Libertarian conservatism is a conservative political philosophy and ideology that combines right-libertarian politics and conservative values. Libertarian conservatives' first value is negative liberty to achieve socially and culturally conservative ends. They reject liberal social engineering.Frank Meyer, a co-founder of National Review has called this combination "Fusionism". In political science, the term is used to refer to ideologies that combine the advocacy of economic principles, such as fiscal discipline, respect for contracts, defense of private property and free markets and the classical conservative stress on self-help and freedom of choice under a laissez-faire and economically liberal capitalist society with social tenets such as the importance of religion, and the value of traditional morality through a framework of limited, constitutional, representative government.
Freedom and Virtue: The Conservative/Libertarian Debate, edited by George W. Carey, contains essays which describe "the tension between liberty and morality" as "the main fault line dividing the two philosophies."

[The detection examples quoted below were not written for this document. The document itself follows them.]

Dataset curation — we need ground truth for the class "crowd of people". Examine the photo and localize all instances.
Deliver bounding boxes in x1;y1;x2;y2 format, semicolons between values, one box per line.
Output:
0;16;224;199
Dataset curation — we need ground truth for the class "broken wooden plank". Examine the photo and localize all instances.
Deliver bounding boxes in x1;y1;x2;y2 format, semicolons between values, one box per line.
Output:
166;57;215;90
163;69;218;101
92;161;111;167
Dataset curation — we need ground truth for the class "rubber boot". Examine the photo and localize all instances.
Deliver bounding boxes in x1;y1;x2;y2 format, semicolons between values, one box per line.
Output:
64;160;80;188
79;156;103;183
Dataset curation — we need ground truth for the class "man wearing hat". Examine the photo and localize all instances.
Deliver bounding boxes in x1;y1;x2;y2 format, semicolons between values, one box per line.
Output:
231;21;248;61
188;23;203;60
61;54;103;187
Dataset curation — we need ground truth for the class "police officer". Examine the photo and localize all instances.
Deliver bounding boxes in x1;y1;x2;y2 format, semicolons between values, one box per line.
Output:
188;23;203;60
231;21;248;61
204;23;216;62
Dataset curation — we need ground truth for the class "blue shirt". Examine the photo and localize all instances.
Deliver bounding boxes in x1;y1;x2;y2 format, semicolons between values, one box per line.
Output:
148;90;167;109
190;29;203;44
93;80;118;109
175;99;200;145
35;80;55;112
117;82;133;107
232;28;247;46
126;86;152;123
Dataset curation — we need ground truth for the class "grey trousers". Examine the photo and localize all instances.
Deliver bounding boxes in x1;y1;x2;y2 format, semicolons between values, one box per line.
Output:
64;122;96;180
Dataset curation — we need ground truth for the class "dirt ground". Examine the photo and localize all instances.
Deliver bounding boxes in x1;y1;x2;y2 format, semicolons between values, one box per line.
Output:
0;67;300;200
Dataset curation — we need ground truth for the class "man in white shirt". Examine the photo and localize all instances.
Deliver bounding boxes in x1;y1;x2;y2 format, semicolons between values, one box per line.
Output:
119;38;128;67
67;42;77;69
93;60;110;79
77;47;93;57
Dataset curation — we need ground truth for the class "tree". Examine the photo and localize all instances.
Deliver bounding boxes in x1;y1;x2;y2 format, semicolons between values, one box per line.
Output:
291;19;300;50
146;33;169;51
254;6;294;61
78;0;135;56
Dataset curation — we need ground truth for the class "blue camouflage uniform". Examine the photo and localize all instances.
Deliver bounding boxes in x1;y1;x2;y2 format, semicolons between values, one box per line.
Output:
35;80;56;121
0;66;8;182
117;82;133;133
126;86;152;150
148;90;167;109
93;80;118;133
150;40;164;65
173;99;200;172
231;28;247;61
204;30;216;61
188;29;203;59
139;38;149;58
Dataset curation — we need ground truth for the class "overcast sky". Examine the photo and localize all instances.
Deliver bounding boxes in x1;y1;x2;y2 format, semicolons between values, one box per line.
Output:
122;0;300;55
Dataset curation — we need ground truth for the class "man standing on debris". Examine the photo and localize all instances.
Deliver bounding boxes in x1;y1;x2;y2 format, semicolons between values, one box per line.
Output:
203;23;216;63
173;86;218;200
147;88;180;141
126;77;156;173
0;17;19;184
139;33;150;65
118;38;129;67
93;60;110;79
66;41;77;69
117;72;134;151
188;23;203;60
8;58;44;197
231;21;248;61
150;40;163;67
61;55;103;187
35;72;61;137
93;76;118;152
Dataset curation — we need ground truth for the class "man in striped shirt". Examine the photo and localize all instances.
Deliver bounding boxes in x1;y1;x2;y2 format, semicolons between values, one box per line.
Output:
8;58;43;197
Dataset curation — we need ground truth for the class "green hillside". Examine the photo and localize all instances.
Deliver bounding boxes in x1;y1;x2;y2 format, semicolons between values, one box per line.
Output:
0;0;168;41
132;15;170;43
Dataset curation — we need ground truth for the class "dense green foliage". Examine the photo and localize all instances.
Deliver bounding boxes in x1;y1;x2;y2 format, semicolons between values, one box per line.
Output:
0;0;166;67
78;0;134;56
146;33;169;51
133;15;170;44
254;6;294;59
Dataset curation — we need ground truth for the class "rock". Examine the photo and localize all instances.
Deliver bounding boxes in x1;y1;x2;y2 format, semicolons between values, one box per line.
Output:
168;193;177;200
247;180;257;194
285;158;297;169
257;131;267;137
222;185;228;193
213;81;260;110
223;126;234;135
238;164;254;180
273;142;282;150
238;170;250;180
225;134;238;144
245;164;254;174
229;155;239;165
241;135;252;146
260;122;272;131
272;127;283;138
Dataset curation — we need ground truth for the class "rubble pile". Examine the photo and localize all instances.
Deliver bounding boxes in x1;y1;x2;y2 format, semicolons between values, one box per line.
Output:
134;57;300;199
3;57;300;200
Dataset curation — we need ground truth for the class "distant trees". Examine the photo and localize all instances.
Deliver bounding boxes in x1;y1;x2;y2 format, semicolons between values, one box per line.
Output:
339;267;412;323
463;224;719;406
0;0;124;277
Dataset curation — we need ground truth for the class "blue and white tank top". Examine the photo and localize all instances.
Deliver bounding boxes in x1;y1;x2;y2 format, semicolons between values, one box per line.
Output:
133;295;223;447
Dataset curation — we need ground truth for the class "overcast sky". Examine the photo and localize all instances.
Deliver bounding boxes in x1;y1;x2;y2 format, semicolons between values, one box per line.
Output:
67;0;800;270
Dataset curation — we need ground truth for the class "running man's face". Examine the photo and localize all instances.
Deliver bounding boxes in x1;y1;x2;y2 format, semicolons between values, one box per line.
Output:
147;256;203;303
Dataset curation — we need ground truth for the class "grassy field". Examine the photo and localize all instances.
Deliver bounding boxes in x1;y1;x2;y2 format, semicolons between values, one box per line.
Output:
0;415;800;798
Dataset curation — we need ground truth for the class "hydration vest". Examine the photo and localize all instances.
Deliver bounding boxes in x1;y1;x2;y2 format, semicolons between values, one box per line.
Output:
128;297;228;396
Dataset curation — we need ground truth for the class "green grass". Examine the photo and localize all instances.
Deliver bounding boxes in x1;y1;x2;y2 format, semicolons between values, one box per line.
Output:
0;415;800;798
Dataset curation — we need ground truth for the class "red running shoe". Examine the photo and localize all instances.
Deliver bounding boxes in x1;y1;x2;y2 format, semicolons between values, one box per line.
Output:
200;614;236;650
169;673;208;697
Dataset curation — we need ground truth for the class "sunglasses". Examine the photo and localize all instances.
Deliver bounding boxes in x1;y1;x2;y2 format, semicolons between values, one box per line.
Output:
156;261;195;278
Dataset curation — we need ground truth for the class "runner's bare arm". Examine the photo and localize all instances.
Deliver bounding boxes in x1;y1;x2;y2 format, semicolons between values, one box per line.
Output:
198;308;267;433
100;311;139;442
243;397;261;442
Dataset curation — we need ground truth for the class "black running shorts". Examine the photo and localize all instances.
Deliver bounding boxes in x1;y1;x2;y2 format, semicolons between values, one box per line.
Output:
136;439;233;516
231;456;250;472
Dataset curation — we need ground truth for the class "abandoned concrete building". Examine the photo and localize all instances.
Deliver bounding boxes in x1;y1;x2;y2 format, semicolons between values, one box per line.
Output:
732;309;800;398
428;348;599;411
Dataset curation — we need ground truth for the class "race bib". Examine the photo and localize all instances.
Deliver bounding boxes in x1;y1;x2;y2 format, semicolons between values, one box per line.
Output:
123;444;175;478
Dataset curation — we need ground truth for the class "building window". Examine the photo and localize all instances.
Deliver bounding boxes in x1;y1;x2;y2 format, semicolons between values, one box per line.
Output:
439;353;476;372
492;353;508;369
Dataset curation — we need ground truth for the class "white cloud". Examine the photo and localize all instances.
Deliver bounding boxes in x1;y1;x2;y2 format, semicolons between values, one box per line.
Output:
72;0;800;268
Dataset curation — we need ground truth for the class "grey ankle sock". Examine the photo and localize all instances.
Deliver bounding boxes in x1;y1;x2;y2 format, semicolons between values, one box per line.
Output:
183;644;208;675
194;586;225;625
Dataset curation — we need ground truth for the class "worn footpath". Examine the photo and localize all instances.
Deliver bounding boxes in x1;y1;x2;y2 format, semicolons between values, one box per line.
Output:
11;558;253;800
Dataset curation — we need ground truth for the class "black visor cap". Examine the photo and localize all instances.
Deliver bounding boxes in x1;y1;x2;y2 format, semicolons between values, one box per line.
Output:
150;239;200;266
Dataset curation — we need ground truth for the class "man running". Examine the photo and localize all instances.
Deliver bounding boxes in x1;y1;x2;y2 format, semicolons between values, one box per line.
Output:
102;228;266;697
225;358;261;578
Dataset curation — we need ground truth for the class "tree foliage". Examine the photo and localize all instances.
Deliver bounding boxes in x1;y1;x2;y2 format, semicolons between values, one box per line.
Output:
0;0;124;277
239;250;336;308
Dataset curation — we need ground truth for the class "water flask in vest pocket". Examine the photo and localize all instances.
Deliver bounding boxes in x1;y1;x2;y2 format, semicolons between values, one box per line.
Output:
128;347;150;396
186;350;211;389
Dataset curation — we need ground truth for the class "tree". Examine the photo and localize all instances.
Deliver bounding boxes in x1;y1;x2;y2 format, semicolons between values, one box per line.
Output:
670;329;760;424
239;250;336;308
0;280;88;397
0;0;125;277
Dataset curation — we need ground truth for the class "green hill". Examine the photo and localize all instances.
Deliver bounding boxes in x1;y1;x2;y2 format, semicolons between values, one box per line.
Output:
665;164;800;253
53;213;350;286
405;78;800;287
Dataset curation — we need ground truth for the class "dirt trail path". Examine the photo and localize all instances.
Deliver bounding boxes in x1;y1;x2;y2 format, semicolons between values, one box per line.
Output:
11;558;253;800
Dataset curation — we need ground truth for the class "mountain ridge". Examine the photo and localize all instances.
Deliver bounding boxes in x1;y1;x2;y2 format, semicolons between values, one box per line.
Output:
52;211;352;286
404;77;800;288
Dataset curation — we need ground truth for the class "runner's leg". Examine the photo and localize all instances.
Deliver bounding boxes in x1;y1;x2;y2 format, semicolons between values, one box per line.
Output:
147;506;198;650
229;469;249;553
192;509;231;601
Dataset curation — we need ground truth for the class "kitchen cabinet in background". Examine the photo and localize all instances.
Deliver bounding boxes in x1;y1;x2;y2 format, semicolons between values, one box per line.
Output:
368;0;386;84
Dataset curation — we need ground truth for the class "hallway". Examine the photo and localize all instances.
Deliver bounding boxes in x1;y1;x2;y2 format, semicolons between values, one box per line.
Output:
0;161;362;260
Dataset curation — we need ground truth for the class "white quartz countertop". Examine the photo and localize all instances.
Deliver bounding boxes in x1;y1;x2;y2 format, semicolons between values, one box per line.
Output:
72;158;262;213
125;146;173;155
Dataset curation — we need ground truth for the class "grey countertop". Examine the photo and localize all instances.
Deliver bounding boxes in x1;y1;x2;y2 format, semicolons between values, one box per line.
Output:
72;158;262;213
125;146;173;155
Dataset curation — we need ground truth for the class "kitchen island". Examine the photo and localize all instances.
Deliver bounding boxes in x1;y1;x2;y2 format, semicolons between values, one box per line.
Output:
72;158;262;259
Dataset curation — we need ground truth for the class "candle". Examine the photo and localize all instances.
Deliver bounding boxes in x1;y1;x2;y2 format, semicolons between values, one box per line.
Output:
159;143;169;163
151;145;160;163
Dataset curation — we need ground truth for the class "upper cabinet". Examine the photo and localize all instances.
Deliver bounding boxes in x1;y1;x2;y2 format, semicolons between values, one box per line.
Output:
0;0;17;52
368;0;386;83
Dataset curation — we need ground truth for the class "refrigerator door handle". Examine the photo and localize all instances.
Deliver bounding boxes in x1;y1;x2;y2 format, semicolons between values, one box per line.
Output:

Nelson Hultberg wrote that there is "philosophical common ground" between libertarians and conservatives. "The true conservative movement was, from the start, a blend of political libertarianism, cultural conservatism, and non-interventionism abroad bequeathed to us via the Founding Fathers." He said that such libertarian conservatism was "hijacked" by neoconservatism, "by the very enemies it was formed to fight – Fabians, New Dealers, welfarists, progressives, globalists, interventionists, militarists, nation builders, and all the rest of the collectivist ilk that was assiduously working to destroy the Founders' Republic of States."